During that time, Bryan worked in labor and delivery units where she helped many patients with mental health disorders and drug addiction.
“It was a lot of hard stuff to process, but I just knew I needed to go into public health to be proactive and make sure these things don’t continue happening,” Bryan said.
That’s when Bryan decided it was time to embark on a new degree. Now in her third and final year in the Master of Public Health (MPH) program with Boise State University’s Department of Public Health and Population Science (PHPS), Bryan is fulfilling her passion of working in research and prevention.
“I have learned and grown so much with this program – it has really helped shape where I want to go moving forward and the work that I do,” Bryan said.
Part of the first MPH cohort, Bryan is expected to graduate with her master’s degree in May 2022. She also works for St. Luke’s Children’s Hospital as a program coordinator in pediatric injury prevention.
Working closely with adolescent health is what led Bryan to pursue a thesis in the theory of mattering in adolescents for her masters program.
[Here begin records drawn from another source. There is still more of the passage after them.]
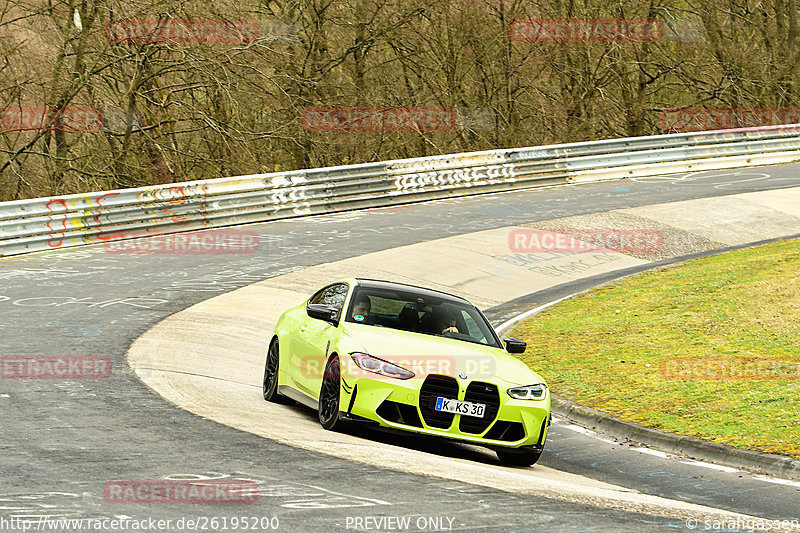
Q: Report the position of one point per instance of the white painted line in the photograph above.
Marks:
(580, 429)
(650, 451)
(712, 466)
(779, 481)
(522, 316)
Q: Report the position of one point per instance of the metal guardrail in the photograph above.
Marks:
(65, 221)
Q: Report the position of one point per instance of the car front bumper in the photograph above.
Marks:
(396, 404)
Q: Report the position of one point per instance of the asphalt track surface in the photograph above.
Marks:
(63, 440)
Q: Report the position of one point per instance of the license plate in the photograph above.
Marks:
(460, 408)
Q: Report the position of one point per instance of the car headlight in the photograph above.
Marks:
(528, 392)
(379, 366)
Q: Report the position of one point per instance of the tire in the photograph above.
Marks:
(270, 382)
(519, 456)
(329, 395)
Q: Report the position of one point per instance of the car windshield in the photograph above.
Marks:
(420, 313)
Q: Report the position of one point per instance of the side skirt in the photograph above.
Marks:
(298, 396)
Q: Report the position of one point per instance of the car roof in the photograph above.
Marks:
(422, 291)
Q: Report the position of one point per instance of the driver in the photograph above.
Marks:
(445, 322)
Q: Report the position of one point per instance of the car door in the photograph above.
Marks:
(313, 340)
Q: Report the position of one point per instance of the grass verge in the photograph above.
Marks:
(708, 348)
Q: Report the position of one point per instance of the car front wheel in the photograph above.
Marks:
(329, 395)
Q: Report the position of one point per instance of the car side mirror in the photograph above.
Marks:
(514, 345)
(323, 312)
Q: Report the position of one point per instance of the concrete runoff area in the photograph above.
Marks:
(209, 358)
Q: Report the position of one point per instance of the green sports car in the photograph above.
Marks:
(411, 359)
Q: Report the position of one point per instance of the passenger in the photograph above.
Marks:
(361, 309)
(445, 321)
(408, 318)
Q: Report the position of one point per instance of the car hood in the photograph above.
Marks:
(428, 354)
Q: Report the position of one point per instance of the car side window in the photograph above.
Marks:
(333, 296)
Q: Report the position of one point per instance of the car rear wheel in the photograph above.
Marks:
(329, 395)
(519, 456)
(270, 383)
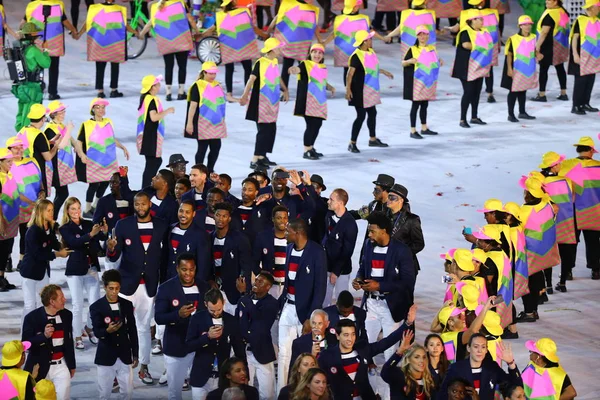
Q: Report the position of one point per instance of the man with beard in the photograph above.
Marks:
(231, 258)
(138, 241)
(339, 242)
(257, 313)
(304, 290)
(269, 250)
(187, 237)
(112, 207)
(211, 335)
(177, 300)
(406, 226)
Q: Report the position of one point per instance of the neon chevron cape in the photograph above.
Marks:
(64, 159)
(505, 285)
(55, 32)
(560, 34)
(106, 33)
(295, 27)
(445, 8)
(10, 201)
(100, 149)
(28, 176)
(589, 39)
(519, 261)
(543, 383)
(426, 72)
(171, 27)
(370, 63)
(560, 191)
(409, 21)
(524, 62)
(316, 96)
(585, 175)
(344, 31)
(211, 110)
(236, 35)
(540, 236)
(141, 123)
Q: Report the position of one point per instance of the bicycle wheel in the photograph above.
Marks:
(209, 49)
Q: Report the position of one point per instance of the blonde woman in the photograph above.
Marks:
(41, 247)
(411, 378)
(82, 236)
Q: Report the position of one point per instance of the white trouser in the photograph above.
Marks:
(290, 328)
(379, 318)
(143, 310)
(60, 375)
(265, 376)
(31, 294)
(177, 369)
(200, 393)
(106, 377)
(333, 291)
(77, 286)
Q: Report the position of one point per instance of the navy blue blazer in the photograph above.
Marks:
(330, 360)
(38, 253)
(41, 348)
(135, 260)
(339, 243)
(492, 375)
(236, 261)
(77, 238)
(107, 209)
(256, 321)
(334, 317)
(310, 282)
(207, 349)
(169, 299)
(195, 241)
(398, 284)
(122, 344)
(393, 375)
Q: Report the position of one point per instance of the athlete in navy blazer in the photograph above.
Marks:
(207, 349)
(122, 344)
(135, 260)
(311, 280)
(41, 348)
(398, 283)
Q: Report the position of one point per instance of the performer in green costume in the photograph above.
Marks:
(36, 59)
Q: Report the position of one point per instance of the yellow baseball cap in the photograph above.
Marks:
(271, 44)
(148, 81)
(545, 347)
(13, 351)
(464, 259)
(362, 36)
(37, 111)
(45, 390)
(550, 159)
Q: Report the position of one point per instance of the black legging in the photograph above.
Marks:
(247, 64)
(62, 194)
(422, 114)
(114, 75)
(96, 189)
(313, 125)
(152, 166)
(471, 93)
(560, 72)
(170, 65)
(361, 113)
(512, 99)
(215, 147)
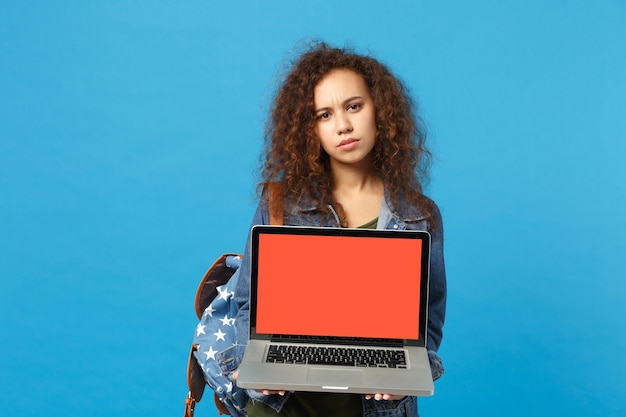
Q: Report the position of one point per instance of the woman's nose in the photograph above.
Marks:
(343, 124)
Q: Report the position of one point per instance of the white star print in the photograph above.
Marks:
(210, 354)
(209, 310)
(219, 335)
(226, 321)
(224, 293)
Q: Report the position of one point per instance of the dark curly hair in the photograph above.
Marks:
(293, 154)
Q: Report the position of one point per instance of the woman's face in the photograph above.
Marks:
(345, 117)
The theory of mattering, Bryan said, is the feeling that we are connected with and feel important to others. Her main research questions if the theory of mattering holds true in adolescent age groups from 10 to 25 years old.
“My research looks at what influences an adolescent to feel that they are one with the world, that they matter to others and that they feel a sense of importance,” Bryan said. “And if they feel that they matter, does that influence their ability to overcome depression? If they feel that they don’t matter, does that increase suicide ideation?”
This sense of belonging, Bryan said, is especially important for adolescent development and mental health. Bryan’s research shows that 45 percent of an adolescent’s perception of mattering is influenced by peer, school, and family factors. Higher perceptions of mattering have the influence to decrease depression and suicide ideation rates.
Bryan will present her research at the biennial meeting of the Society for Research on Adolescence this March in New Orleans, Louisiana. Bryan was chosen to speak at the conference where more than 1,000 research studies were originally submitted.
“The opportunity to share and provide the work that I’ve done and put a lot of time into is really amazing,” Bryan said.
Bryan credits her love for research partly to the guidance she’s had from faculty members.
PHPS Associate Professor Megan Smith has mentored Bryan throughout her thesis work. Smith said Bryan is not just a leader among her cohort but a leader in research.
“She has an adept skill at synthesizing across research and practice to apply the knowledge and skills she is gaining immediately into the real work she does every day to help youth in our state,” Smith said.
Bryan’s work, Smith said, has become increasingly important and timely during her tenure with the MPH program. Given the strain the pandemic has placed on adolescents in Bryan’s researched age group, mental health has been a fundamental area of concern in her work.
“These kids are our future — we should be doing everything we can to help them,” Bryan said. “Even if there aren’t enough advocates, I know that I, at the very least, can be another champion for them.”
After graduating from Boise State University this coming May, Bryan will attend the University of Florida to work toward a doctoral degree.